Et deux ombres, penchées l’une vers l’autre, mêlèrent en silence leurs pleurs et leurs baisers.

— Écoute, dit Alice en s’agenouillant sur le gazon aux pieds de Mme de Mondeberre ; tu m’aimes, n’est-ce pas, et tu ne veux pas m’affliger ? Eh bien ! ma résolution est arrêtée depuis long-temps. Ce n’est pas d’un caprice d’enfant qu’il s’agit, mais d’une volonté calme, sérieuse, réfléchie. Je ne veux pas me marier. Tous les hommes que Gaston s’est obstiné à nous présenter m’ont paru vains, ou sots, ou laids. Qu’il n’en soit plus question entre nous. Je ne sais rien du monde et n’en veux rien savoir. Je sens qu’il n’a rien qui te vaille. Je suis heureuse auprès de toi. Pourquoi changerais-je un sort si doux pour courir les chances d’un bonheur incertain que je ne rêve ni n’appelle ? Aimons-nous et continuons de vivre comme par le passé. Je n’ai pas une autre ambition.

— Va, je sais bien que tu n’es pas heureuse ! murmura Mme de Mondeberre avec une expression de tristesse ineffable.

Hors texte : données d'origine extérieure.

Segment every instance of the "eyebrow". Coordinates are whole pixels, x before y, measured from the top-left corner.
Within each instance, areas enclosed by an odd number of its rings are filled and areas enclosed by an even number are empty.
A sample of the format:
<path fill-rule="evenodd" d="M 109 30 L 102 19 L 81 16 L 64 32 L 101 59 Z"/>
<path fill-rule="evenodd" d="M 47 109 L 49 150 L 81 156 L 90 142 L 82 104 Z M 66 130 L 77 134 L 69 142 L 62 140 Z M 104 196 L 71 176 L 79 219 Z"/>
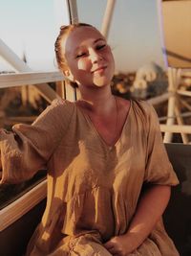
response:
<path fill-rule="evenodd" d="M 96 44 L 96 43 L 97 43 L 97 42 L 99 42 L 99 41 L 106 41 L 104 38 L 97 38 L 97 39 L 96 39 L 93 43 L 94 44 Z M 83 46 L 83 45 L 82 45 Z M 81 46 L 77 46 L 76 48 L 75 48 L 75 51 L 77 51 L 77 50 L 79 50 L 80 49 L 80 47 Z"/>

Alice appuya son front sur les genoux de sa mère, et ne répondit pas.

Cependant la brise fraîchissait, et déjà des gouttes de rosée brillaient à la pointe des herbes. Mme de Mondeberre s’éloigna, appuyée sur le bras d’Alice. Lorsqu’elles eurent disparu et qu’il n’entendit plus le bruit de leurs pas, M. de Peveney, plus pâle que la lune qui blanchissait le sable des allées, plus tremblant que les feuilles qu’agitait le vent, sortit du massif de lilas et vint tomber sur le banc de pierre. La tête cachée entre ses mains et se répétant à lui-même les paroles qu’il venait d’entendre, il caressait depuis quelques instans, avec une lâche complaisance, l’idée qu’Alice n’était point mariée ; il y trouvait à son insu un sentiment de joie égoïste et cruelle, quand tout à coup il s’enfuit, comme s’il avait surpris une vipère se glissant furtivement dans son cœur. Il traversa le parc au pas de course ; dans son trouble, il s’égara. Au lieu de gagner le bord de la rivière, il rabattit sur le château. Il s’arrêta pour le regarder une dernière fois, puis il reprit sa course en se dirigeant vers la Sèvres ; il était près d’en toucher la rive, lorsqu’au tournant d’une allée couverte, il se rencontra face à face avec Alice et Mme de Mondeberre.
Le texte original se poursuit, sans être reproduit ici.